Jeanne had liked her first teacher, Miss Wardell, very much indeed. And pretty Miss Wardell had been very fond of Jeannette; she knew that the child was shy, and the considerate young woman managed frequently to shield her from embarrassment, and to help her over the rough places.
Miss Turner was different. She said that Jeannette made her nervous. It is possible that the other thirty-nine pupils helped; but it was Jeanne whom she blamed for her shattered nerves. It is certain that Miss Turner made Jeanne nervous. No matter how well she knew her lesson, she couldn't recite it to Miss Turner. A chatterbox, with the right sort of listener, Jeanne was stricken dumb the moment Miss Turner's attention was focused upon her.
"What a very bad card!" said Mrs. Huntington, at the end of May. "It is even worse than it was last month. Pearl and Clara had excellent cards and Harold had higher marks in two of his studies than you have. You are a very ungrateful child. You don't appreciate the advantages we are giving you. When school is out, I shall engage Miss Turner to tutor you through the summer."
"Horrors!" thought Jeanne.
"Miss Turner tutored Ethel Bailey all last summer," continued Mrs. Huntington. "Mrs. Bailey says that Ethel now receives excellent marks."
"From Miss Turner," said Jeanne, shrewdly. "Ethel doesn't know a thing about her lessons. She's the stupidest girl in our grade. I know mine, but it's hard to recite. If I must have a tutor, couldn't I have Miss Wardell?—I liked her and she'd be glad of the extra money because she takes care of her mother. Oh, please let me have Miss Wardell."

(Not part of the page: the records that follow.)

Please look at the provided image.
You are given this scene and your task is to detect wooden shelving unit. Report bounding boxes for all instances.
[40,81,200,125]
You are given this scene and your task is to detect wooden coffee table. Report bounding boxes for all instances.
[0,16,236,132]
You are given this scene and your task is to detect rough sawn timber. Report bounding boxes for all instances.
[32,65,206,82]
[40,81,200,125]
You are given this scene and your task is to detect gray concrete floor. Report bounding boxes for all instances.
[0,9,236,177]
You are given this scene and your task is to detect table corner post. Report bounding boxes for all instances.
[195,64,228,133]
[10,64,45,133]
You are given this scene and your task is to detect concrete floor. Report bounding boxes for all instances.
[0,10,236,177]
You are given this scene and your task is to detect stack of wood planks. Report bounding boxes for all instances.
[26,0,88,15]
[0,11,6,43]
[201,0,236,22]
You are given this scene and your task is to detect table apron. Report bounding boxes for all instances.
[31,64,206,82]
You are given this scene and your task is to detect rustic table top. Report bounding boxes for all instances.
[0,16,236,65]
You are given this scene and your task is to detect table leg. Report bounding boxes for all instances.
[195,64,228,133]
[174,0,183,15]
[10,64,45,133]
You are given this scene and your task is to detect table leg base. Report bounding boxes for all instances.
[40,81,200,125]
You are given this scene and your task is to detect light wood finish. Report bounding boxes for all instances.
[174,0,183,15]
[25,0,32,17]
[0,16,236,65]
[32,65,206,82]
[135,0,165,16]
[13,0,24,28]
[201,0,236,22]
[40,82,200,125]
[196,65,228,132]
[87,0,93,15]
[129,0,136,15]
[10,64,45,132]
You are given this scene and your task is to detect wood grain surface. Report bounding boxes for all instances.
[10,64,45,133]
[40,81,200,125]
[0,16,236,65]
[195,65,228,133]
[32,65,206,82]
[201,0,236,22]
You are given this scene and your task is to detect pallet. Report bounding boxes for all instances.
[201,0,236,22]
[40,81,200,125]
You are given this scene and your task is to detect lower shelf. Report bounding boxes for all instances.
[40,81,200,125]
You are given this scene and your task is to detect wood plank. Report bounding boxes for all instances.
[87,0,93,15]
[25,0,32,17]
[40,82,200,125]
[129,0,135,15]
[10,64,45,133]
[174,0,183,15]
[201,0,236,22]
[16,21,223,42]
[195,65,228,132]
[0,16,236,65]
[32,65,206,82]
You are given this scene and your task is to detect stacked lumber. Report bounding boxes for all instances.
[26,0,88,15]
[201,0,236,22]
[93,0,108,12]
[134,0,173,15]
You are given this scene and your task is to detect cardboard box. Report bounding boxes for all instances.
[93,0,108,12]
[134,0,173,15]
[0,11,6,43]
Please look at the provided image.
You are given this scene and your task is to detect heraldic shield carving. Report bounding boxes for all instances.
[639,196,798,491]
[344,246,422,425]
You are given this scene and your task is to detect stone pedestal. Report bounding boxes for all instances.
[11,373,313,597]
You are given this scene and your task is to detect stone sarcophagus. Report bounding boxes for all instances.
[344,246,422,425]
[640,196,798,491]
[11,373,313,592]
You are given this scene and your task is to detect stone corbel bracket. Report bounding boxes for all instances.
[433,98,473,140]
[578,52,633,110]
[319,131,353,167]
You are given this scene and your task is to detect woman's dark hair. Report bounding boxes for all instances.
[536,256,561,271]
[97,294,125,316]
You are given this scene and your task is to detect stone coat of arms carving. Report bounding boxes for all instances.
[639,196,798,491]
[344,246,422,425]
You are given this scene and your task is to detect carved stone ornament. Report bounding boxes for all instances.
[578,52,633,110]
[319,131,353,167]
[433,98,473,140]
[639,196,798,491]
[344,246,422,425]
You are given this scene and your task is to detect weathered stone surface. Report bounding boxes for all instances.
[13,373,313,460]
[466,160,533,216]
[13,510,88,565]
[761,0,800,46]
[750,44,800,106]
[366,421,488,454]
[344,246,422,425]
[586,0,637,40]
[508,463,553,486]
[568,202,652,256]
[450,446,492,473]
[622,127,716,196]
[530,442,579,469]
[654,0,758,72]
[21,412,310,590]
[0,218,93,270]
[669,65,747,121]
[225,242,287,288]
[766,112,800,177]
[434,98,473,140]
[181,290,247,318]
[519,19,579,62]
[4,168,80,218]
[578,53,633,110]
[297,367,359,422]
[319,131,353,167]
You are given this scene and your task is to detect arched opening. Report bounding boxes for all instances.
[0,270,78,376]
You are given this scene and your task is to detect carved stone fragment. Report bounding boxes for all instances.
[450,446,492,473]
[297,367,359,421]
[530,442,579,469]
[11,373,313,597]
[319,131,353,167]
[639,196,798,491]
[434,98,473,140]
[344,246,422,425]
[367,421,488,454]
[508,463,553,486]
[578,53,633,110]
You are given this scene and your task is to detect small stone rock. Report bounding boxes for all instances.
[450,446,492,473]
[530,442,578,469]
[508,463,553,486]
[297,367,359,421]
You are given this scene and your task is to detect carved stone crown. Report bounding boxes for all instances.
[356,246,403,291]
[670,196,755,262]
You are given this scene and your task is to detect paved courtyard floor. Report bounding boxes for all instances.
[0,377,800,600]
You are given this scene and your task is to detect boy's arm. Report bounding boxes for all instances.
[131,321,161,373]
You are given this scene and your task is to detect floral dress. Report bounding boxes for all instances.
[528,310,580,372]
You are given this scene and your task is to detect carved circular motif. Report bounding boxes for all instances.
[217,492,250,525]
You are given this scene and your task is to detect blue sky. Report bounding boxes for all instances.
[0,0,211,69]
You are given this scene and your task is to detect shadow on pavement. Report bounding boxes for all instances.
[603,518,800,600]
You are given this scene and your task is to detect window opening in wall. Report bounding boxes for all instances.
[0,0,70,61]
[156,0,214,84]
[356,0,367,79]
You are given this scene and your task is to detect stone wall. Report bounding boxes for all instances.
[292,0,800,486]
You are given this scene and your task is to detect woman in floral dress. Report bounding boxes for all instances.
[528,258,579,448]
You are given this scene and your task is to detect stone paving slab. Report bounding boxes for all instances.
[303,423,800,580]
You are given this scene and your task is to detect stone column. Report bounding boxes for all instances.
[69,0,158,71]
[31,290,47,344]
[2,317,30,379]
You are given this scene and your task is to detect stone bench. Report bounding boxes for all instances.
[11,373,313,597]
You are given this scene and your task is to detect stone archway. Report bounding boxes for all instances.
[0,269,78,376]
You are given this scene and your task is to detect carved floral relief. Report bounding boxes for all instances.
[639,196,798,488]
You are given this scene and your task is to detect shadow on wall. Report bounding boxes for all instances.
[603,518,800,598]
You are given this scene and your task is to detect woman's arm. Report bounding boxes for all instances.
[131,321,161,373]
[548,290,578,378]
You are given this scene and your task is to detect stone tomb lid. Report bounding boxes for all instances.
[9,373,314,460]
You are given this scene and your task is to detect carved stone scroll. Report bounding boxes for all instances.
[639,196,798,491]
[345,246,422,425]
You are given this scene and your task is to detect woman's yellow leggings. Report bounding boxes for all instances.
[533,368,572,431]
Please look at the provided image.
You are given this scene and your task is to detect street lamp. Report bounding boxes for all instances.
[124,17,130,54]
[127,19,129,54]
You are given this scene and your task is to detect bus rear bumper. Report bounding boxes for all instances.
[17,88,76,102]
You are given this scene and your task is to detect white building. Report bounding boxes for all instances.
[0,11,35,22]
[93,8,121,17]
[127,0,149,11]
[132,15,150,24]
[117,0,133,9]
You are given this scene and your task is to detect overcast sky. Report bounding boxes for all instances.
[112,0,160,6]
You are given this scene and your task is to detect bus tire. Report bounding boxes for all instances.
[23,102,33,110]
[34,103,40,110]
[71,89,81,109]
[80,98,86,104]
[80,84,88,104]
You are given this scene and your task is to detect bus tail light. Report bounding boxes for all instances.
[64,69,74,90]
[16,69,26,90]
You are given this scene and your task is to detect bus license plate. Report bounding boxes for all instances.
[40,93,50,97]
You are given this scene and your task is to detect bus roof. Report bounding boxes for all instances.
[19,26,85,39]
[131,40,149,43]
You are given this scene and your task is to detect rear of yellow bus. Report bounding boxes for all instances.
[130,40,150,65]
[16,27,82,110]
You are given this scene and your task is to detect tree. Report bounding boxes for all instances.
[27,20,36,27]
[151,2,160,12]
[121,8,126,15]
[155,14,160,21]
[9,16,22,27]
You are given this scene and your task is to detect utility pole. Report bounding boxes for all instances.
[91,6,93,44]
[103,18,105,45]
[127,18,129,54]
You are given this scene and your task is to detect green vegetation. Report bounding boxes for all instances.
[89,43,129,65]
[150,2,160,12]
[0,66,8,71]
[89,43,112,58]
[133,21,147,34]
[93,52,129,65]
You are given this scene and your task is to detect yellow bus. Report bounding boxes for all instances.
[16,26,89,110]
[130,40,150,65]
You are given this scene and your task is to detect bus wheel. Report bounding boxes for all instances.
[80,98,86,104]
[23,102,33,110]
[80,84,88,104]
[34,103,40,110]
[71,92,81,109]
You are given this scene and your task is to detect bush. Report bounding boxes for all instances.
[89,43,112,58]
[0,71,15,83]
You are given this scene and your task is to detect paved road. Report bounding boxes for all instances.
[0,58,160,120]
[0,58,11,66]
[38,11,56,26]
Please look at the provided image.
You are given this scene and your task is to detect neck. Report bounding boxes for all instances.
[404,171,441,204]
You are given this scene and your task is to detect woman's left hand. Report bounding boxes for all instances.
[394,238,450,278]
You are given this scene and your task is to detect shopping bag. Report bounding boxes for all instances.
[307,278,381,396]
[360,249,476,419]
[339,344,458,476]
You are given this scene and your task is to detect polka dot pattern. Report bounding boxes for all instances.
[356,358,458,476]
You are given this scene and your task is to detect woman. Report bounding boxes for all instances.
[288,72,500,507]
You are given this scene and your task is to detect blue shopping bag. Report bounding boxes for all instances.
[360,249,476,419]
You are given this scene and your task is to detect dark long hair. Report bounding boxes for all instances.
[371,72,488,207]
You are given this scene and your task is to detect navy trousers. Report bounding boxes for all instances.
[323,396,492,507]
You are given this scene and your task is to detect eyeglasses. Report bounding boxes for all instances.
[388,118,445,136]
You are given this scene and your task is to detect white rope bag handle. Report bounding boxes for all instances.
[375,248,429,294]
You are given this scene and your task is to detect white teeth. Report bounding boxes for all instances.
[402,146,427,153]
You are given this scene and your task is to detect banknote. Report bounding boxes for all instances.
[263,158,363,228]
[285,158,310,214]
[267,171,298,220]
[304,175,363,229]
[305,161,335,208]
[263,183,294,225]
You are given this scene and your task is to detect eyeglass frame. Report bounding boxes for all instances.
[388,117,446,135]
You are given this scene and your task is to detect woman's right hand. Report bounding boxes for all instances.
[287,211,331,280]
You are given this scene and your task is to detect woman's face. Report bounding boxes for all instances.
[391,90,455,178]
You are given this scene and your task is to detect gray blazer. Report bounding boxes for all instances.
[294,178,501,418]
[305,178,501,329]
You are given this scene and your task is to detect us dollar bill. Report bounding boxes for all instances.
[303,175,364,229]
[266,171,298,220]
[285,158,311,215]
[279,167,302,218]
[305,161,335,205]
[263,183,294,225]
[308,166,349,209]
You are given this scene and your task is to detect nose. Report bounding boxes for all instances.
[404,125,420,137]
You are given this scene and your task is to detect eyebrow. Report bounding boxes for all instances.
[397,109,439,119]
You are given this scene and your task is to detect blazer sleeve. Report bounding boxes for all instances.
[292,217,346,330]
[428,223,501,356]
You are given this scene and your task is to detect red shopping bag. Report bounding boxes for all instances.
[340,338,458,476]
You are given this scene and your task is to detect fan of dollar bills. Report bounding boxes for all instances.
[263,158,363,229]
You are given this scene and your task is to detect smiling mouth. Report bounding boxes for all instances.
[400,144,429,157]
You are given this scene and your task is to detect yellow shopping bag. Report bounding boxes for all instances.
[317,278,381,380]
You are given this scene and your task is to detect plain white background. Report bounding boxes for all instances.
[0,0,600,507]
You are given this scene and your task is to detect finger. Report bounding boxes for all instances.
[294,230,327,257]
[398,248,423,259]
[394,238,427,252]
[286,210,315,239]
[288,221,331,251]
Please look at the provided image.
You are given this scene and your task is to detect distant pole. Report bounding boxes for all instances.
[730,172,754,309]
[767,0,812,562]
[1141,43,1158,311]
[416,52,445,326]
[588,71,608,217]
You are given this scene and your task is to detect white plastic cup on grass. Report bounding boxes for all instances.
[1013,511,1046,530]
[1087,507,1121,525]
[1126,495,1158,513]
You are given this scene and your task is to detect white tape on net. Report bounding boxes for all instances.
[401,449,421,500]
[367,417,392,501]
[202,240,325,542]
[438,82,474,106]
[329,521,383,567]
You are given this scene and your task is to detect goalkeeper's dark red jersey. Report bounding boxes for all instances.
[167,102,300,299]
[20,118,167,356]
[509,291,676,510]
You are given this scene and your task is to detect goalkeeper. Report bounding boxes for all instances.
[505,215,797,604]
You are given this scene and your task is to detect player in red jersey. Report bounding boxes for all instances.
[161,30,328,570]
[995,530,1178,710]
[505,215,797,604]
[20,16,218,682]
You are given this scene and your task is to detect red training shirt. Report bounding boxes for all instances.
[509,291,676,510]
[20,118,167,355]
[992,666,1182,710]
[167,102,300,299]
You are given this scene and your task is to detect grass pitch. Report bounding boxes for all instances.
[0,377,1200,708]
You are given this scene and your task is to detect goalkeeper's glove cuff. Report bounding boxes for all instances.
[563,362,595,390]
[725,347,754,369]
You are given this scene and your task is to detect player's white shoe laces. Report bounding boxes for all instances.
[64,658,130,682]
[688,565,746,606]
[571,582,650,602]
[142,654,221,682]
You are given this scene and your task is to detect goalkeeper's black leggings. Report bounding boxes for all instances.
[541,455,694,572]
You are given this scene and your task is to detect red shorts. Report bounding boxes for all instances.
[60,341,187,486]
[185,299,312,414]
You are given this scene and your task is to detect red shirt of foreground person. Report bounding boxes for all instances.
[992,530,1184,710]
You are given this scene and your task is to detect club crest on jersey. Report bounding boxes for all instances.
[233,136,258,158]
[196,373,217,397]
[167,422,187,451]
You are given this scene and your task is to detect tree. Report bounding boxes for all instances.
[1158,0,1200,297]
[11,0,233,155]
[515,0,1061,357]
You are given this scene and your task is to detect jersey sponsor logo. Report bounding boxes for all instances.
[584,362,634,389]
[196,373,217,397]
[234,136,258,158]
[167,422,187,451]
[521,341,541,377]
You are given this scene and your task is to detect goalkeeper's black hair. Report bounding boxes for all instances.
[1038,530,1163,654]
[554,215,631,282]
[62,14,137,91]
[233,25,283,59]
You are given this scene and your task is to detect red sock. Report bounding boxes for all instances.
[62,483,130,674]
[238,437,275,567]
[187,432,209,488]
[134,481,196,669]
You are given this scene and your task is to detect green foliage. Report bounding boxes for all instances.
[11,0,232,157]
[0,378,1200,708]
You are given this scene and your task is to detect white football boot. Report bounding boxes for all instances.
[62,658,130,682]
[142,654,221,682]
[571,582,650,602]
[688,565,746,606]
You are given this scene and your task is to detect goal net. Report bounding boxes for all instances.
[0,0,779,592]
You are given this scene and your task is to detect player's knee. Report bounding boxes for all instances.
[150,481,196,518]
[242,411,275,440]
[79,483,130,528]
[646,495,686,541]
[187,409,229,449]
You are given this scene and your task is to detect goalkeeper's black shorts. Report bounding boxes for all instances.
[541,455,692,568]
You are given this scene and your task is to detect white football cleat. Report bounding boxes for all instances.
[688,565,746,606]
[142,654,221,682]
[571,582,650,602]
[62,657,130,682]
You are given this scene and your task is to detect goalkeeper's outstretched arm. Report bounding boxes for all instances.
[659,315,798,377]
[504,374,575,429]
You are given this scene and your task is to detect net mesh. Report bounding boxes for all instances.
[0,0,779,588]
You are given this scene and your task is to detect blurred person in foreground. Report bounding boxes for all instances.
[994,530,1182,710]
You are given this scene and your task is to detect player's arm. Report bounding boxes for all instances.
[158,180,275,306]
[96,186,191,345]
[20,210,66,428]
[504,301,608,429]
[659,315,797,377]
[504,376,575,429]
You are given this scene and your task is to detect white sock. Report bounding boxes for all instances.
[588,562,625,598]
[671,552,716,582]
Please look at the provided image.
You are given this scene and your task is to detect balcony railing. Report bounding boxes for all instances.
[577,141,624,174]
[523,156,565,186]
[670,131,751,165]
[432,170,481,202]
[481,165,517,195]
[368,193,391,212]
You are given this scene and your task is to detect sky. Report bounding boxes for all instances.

"No," returned Mrs. Huntington, firmly, "Miss Turner will know best what is needed for your grade. You are learning nothing. Only forty in history."
"Well," sighed Jeanne, "I'm not surprised. I said that Benedict Arnold wrote 'The Star-Spangled Banner' and that Lafayette painted Gilbert Stuart's portrait of Washington. I knew better, but oh, dear! When Miss Turner looks me in the eye and asks a question, my poor frightened tongue always says the wrong thing."
"She'd freeze a lamp-post," said Harold, for once agreeing with his cousin. "I had her last year. Don't look at her eyes—look at her belt-buckle when you recite."
"I have to look at her eyes," sighed Jeanne, miserably. "One is yellow, the other is black. I hate to look at them, but I always have to."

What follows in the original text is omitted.